History

Samuel Hopkins (1766-1803) was a Congregational minister in the New England area. Born in Connecticut he was educated at Yale, and later studied under Johnathan Edwards (1703-1758). Hopkins preached in Sheffield (now Great Barrington) from 1743-1769, until a difference in theology between Hopkins and his congregation forced him to leave Sheffield. Hopkins then travelled to Newport Rhode Island, where he preached from 1770-1803, when he died. During the Revolutionary War, Hopkins fled Newport, and continued to preach at Newburyport in Massachusetts, as well as Canterbury and Stamford Connecticut (1776-1780).

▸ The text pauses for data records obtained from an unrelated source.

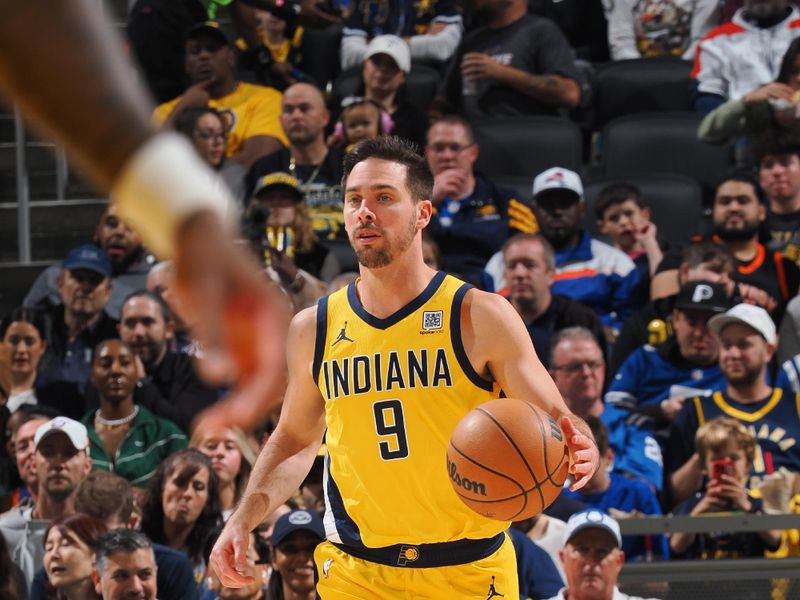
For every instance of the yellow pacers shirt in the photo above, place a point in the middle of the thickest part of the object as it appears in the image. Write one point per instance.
(249, 110)
(394, 391)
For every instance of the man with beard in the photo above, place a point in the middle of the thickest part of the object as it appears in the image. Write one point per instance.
(384, 369)
(166, 381)
(62, 462)
(747, 341)
(744, 54)
(654, 382)
(739, 211)
(304, 118)
(130, 263)
(74, 328)
(119, 430)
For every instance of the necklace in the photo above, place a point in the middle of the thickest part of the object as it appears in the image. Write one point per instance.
(109, 424)
(307, 183)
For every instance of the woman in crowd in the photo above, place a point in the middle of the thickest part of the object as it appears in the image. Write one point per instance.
(69, 552)
(207, 129)
(181, 508)
(23, 338)
(232, 457)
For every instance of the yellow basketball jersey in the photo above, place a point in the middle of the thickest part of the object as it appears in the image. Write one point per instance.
(394, 391)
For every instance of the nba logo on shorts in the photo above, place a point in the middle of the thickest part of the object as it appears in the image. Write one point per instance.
(431, 320)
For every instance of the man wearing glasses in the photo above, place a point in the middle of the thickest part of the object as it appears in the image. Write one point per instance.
(473, 217)
(530, 269)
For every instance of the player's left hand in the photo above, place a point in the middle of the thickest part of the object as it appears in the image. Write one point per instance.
(583, 455)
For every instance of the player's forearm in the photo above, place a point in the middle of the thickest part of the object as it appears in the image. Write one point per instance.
(548, 89)
(100, 111)
(277, 474)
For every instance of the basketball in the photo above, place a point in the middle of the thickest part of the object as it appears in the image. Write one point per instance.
(507, 459)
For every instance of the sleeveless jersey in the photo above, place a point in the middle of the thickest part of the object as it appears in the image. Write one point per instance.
(395, 389)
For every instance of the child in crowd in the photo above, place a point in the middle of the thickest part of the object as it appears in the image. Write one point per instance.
(621, 496)
(361, 119)
(726, 450)
(623, 216)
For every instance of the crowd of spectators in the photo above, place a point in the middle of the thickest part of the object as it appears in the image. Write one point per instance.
(683, 355)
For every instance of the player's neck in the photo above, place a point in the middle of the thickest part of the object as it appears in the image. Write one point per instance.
(386, 290)
(749, 393)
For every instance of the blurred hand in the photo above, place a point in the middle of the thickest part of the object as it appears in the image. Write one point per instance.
(241, 321)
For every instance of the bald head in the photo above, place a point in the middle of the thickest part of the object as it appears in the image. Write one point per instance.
(303, 114)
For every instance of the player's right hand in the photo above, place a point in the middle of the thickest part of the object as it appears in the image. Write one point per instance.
(229, 556)
(241, 321)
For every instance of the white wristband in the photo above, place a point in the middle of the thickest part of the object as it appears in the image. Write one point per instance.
(164, 183)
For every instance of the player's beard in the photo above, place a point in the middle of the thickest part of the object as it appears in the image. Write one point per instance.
(374, 258)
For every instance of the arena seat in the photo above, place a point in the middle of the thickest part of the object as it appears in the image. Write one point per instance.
(655, 84)
(675, 204)
(650, 143)
(526, 146)
(421, 85)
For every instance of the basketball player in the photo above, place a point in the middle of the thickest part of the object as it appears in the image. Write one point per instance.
(62, 66)
(389, 365)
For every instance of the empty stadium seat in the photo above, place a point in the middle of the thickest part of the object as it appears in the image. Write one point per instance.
(526, 146)
(421, 85)
(652, 143)
(675, 204)
(641, 85)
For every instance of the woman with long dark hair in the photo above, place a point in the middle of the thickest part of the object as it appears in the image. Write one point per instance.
(181, 508)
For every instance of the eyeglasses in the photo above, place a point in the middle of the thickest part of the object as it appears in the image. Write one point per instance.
(577, 367)
(441, 147)
(294, 548)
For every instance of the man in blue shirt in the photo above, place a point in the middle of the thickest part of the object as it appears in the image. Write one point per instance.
(653, 382)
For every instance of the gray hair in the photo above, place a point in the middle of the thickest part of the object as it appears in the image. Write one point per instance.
(126, 541)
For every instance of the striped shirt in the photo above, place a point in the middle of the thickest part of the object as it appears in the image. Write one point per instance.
(149, 441)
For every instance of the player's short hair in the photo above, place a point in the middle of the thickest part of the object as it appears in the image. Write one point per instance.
(708, 252)
(104, 495)
(617, 193)
(600, 433)
(547, 247)
(419, 178)
(455, 120)
(716, 434)
(125, 541)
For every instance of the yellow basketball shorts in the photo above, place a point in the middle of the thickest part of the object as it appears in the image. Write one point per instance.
(345, 577)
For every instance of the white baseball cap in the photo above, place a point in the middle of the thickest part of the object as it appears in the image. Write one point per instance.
(393, 46)
(592, 517)
(747, 314)
(558, 178)
(75, 431)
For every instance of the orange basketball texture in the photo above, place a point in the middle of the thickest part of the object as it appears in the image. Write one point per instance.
(507, 459)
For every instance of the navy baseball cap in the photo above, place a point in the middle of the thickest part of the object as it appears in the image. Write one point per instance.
(297, 520)
(88, 257)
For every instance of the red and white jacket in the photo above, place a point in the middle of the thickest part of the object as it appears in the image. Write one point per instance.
(737, 57)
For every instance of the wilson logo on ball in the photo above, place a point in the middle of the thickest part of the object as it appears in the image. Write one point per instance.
(465, 482)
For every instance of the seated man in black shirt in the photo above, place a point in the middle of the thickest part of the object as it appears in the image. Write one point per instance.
(168, 385)
(766, 278)
(529, 273)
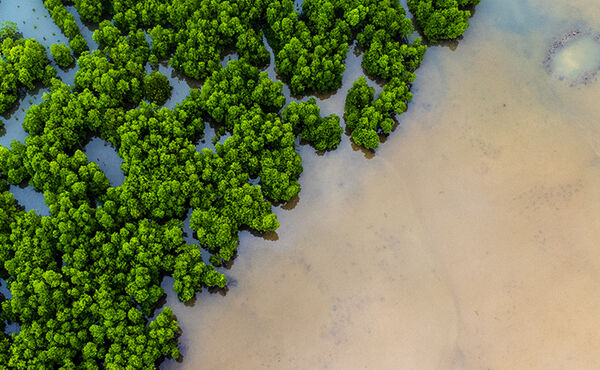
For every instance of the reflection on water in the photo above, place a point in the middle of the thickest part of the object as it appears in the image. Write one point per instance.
(87, 30)
(468, 242)
(31, 16)
(576, 60)
(13, 120)
(106, 157)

Hopkins is an important figure in Congregationalism, because of the school of theological thought that bears his name, Hopkinsianism, sometimes called New Divinity. Hopkins is also prominent as an early abolitionist, being one of the first Congregationalist ministers to denounce slavery, despite owning slaves at one time in his life.

Digital Materials

Letter to Fuller, 1803


This letter is presumed to have been dictated by Hopkins to some unnamed scribe, due to the radical difference in handwriting from the other two letters in this collection. It is likely that he used a scribe for health reasons that he mentions briefly in the opening of the letter. The rest of the letter is a theological argument on how to determine what a true Christian is, how to think about faith, and how an individual may go to heaven. From the tone it can be assumed that Fuller is a minister, or pastor, like Hopkins. Due to the notes, and edits made to the letter, as well as being unsigned, it is assumed that this is a draft.